Der Himmel über dem Dortmunder Nordmarkt ist wolkenverhangen. Am Ende der Straße flackert das Neon-Schild einer Supermarkt-Filiale. Die Häuserfassaden reihen sich grau in grau aneinander. Aus einem verglasten Schaufenster fällt warmes Licht auf den regennassen Gehweg. Die erleuchtete Scheibe ist geziert von einer handgemalten Aufschrift: „FRIDAs Umsonstladen“. Hinter dem Schaufenster verbirgt sich ein kleines Geschäft. Entlang der rustikalen Backsteinwände stehen Regale voller Bücher und Spielzeug neben vollbehangenen Kleiderständern.

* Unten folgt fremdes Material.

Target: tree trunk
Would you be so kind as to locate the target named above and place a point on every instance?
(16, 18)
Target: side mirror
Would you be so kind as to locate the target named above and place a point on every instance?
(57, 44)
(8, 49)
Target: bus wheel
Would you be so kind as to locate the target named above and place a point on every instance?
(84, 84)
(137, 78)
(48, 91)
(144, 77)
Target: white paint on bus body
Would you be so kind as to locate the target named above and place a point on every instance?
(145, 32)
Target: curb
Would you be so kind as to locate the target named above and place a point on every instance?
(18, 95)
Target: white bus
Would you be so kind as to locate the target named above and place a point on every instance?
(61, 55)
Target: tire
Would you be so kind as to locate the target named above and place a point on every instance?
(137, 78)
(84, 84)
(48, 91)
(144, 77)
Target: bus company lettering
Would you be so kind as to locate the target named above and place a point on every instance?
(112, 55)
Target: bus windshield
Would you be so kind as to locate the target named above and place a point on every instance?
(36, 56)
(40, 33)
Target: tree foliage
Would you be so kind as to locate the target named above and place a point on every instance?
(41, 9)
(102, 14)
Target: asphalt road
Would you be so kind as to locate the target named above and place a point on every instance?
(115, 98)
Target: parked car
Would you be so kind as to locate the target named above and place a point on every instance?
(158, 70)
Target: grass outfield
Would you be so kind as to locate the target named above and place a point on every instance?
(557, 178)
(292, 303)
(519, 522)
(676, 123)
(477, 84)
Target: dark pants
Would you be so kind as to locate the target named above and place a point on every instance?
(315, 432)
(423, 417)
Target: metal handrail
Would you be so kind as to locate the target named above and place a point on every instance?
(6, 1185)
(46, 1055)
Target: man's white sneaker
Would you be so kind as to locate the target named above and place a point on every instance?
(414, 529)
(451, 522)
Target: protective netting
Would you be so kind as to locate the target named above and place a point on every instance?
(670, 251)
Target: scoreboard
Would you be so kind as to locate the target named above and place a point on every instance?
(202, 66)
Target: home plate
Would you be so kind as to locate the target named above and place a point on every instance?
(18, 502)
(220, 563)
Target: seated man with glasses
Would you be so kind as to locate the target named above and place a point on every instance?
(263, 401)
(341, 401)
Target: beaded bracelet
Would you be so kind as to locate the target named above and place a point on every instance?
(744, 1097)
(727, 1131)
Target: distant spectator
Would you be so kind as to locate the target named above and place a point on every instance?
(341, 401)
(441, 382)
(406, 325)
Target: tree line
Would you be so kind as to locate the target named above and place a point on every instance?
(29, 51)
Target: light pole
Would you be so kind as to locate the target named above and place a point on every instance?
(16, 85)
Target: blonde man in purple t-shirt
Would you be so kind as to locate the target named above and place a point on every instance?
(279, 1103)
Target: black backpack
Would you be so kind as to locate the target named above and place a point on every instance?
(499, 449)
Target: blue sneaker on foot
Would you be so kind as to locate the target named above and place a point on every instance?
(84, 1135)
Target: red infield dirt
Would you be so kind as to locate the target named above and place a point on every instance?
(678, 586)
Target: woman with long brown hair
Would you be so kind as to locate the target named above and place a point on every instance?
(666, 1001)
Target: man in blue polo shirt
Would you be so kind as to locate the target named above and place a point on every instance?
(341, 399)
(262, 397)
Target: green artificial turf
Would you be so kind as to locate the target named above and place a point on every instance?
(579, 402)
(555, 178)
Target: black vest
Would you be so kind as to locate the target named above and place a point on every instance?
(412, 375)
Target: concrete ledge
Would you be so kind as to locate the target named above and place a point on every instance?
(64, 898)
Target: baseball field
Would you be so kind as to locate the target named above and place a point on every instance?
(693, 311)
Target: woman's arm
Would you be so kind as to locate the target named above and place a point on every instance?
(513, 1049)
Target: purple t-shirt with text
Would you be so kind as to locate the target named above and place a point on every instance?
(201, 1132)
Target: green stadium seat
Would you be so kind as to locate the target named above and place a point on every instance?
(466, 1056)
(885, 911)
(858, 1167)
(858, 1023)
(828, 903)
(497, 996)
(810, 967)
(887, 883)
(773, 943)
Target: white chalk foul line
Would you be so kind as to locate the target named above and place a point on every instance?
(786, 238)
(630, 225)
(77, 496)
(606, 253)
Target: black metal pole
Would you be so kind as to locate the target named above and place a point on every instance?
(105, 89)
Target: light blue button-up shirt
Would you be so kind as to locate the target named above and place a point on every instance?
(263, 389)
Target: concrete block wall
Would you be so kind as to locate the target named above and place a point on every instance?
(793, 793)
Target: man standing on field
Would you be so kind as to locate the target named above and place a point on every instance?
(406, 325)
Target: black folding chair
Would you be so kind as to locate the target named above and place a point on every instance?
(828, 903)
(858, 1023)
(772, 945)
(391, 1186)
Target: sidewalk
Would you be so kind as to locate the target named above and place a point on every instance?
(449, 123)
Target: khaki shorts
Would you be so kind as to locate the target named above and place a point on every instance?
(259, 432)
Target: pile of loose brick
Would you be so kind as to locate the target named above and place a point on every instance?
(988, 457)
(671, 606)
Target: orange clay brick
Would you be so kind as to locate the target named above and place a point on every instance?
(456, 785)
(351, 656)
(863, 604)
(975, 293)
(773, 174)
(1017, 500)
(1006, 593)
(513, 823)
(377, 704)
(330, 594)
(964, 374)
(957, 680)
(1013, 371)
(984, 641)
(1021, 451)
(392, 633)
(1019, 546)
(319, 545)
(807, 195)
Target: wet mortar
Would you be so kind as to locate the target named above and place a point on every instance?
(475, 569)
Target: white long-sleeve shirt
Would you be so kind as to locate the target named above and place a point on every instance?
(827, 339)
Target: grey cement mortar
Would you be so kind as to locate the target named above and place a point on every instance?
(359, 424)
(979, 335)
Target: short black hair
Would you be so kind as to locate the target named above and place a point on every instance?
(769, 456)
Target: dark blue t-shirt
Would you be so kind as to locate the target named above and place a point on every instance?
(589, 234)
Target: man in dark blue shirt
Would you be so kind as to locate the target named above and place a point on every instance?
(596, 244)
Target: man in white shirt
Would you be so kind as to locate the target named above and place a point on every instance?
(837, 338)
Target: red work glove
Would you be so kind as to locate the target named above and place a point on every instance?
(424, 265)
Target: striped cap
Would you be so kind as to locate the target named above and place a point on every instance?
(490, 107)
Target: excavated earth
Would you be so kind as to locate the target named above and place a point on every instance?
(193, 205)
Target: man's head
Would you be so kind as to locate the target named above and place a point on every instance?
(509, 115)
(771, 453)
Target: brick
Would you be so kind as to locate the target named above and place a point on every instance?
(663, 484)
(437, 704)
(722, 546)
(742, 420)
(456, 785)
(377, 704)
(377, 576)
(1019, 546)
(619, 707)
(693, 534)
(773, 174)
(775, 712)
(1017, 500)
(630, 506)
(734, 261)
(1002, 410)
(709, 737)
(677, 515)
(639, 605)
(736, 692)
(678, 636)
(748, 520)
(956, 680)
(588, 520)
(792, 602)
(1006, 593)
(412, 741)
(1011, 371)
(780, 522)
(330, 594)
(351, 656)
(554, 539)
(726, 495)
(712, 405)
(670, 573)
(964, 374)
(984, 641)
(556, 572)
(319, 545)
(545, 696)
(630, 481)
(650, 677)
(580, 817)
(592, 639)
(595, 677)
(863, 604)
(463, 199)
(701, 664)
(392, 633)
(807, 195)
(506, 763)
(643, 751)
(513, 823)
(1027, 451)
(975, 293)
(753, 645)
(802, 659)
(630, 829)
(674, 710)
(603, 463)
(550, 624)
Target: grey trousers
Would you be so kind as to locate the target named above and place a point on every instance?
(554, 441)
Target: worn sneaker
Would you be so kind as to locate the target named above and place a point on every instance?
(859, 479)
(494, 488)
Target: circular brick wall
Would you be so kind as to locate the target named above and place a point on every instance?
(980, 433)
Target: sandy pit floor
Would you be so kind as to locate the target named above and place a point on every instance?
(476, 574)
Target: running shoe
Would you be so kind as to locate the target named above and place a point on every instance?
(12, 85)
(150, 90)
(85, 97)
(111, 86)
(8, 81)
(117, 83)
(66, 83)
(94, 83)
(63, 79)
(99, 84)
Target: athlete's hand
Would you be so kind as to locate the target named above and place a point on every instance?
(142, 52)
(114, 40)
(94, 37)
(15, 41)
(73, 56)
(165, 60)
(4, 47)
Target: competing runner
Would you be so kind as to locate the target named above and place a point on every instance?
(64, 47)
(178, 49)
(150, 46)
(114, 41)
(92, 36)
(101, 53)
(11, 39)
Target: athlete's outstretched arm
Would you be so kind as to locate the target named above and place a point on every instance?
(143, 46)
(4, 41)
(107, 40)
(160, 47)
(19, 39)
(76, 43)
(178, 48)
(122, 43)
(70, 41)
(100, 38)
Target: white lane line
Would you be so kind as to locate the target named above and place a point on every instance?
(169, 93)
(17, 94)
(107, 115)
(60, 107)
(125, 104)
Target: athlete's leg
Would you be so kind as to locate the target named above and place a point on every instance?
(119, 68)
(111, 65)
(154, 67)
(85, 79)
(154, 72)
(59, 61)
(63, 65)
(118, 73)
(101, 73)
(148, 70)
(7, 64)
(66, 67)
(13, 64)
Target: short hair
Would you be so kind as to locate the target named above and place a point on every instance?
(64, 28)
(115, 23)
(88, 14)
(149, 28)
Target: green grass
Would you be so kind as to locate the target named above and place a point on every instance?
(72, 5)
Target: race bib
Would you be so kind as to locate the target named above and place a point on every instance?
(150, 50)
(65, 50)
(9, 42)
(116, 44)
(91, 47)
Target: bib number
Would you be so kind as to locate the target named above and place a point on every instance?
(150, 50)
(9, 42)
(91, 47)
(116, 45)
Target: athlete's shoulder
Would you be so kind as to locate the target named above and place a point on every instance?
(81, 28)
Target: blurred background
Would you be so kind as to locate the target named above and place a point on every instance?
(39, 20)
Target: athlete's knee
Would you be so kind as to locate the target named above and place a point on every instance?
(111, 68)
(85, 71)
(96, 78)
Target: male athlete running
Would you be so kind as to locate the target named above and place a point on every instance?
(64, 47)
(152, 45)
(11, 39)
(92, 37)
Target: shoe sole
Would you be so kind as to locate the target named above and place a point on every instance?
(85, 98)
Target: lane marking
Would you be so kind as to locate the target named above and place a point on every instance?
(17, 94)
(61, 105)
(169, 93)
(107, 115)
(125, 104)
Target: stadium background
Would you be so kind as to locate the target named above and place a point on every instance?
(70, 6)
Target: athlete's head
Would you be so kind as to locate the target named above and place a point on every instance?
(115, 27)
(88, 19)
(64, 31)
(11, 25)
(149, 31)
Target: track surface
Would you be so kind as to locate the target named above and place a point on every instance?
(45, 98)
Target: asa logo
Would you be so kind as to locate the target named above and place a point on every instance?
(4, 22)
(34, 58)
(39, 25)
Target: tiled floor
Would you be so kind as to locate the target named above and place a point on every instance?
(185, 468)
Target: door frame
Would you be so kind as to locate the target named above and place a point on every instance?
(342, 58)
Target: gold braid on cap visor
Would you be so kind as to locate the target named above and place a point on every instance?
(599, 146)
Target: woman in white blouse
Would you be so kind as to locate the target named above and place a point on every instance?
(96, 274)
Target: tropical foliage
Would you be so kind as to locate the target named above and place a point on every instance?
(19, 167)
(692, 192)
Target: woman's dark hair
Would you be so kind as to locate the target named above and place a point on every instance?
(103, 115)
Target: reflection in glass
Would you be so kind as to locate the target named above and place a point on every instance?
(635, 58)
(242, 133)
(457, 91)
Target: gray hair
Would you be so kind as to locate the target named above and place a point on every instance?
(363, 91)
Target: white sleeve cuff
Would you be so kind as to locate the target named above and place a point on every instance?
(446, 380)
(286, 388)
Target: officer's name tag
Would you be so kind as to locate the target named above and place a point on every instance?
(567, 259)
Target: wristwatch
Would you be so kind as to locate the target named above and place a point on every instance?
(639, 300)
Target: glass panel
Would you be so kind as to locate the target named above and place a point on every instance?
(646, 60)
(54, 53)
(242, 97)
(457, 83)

Im vorderen Teil des Ladens sitzt Sascha entspannt auf einer dunkelblauen Ledercouch, vor sich einen Laptop und eine Tasse Kaffee. Kundschaft ist keine zu sehen. Es ist Montag – Abgabetag im Umsonstladen.

Das Schaufenster des kleinen Ladens am Nordmarkt. Foto: Laura Städtler.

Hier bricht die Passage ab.